While the new Republican tax legislation is called the Tax Cuts and Jobs Act (TCJA) there will be no tax cuts for folks divorcing in 2018 and the message is hurry up!
What is new in the TCJA?
Before the new legislation, divorces that included alimony, income payments from one spouse to another, were tax deductible to the person paying the alimony and taxable to the recipient. Under the new legislation this deduction is eliminated and the payment to the soon to be ex spouse is no longer taxable. why hurry? Only agreements signed and approved by December 31, 2018 will retain the old tax characterization.
Why does this matter?
Suppose Harry pays Sally $5,000 per month in alimony. Sally get $5,000 in income but must declare it on her tax return because it’s treated as taxable income to her. If Sally is in a 24% tax bracket she will keep $3800. Let’s assume that Harry is in a highest 2018 tax bracket of 37%, when he pays his alimony to Sally, he gets to deduct it from his taxable income generating tax savings of $1850 so the net cost after taxes is $3150.

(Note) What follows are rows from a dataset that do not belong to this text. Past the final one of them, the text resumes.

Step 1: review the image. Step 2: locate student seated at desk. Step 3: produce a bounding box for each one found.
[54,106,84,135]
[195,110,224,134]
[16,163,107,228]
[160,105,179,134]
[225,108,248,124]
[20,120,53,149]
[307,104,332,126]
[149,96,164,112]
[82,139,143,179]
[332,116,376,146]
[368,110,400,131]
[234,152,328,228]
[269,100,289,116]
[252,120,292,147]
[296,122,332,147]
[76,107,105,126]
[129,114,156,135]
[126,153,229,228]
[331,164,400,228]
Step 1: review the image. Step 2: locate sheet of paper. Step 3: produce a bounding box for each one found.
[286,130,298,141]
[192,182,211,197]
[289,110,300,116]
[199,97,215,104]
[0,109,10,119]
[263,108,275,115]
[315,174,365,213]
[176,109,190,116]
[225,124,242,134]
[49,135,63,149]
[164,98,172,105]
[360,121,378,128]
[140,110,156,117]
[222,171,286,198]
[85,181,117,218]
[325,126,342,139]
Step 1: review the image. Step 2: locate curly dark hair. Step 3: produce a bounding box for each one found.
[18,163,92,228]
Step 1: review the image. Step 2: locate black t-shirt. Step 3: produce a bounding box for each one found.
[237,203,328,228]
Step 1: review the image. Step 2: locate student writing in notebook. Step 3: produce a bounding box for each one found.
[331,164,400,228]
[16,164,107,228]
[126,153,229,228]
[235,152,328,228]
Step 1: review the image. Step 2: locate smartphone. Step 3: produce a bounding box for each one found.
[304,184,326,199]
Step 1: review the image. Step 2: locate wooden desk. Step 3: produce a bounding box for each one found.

So Sally keeps and the $3,800 but it only costs Harry $3150? Harry’s tax savings is footing part of his alimony bill and the IRS doesn’t like it. The new legislation is intended to close this loophole.

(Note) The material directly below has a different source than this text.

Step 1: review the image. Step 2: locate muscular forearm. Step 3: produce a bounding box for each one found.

The New Tax Law and Alimony
The new legislation affects any agreement entered not after December 31, 2018. entered into means approved by the courts, so even if signed before December 31st they are not truly affected until approved. This means most couples should check their jurisdiction to determine lead time to filing. For some, the deadline is coming soon.
Why should you care?
The tax advantages of alimony have made the income portions of a settlement discussions more palatable. Alimony is often necessary, particularly in the transition years immediately following a divorce for that spouse needing time to get on their economic feet. But it is often also the most difficult part of a negotiation.
As we saw above, alimony shifts income from a high tax bracket to a lower one. This may seem unfair to married couples, but those couples already enjoy the benefits of a lower tax bracket in the joint tax bracket. Regardless, new legislation ignores this and removes the tax advantages of alimony. After 2018 alimony a will no longer be that valuable negotiation tool used by attorneys across the country to help settle divorce cases. Couples already in the midst of divorce negotiations should take note. The economics will change dramatically after 2018.

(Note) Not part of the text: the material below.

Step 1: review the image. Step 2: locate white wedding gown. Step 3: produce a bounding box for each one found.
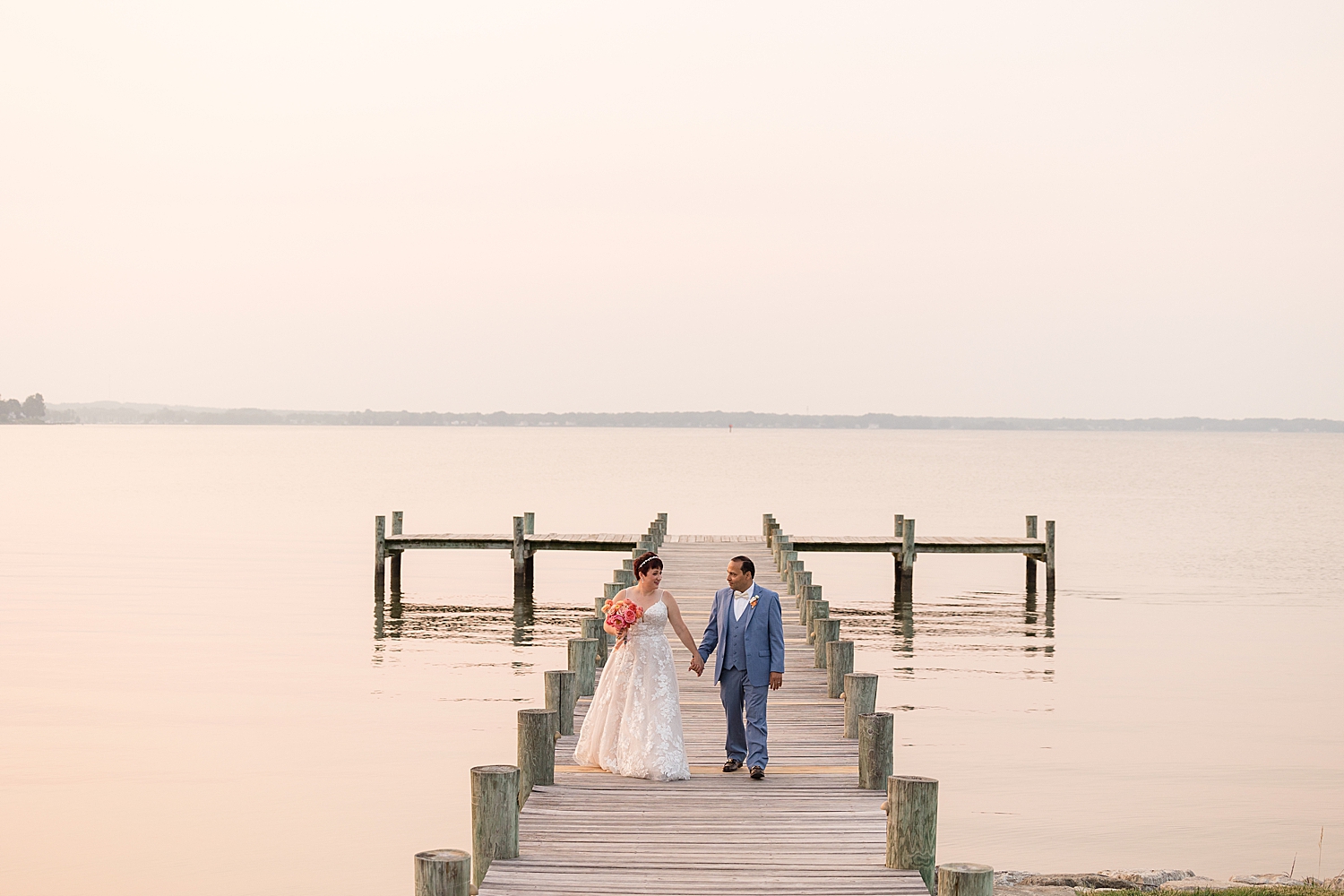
[574,591,691,780]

While the date is set to be December 31, 2018, divorce takes time. Delays necessitated by your jurisdiction will have an impact. Be certain that you are aware of requirements like mandatory child impact meetings and state determined cooling off periods and factor them into your time line for filing. Consult with a tax preparer, attorney and/or divorce financial expert to help you understand how the tax law changes may affect your divorce. But if divorce is in your future tick, tock!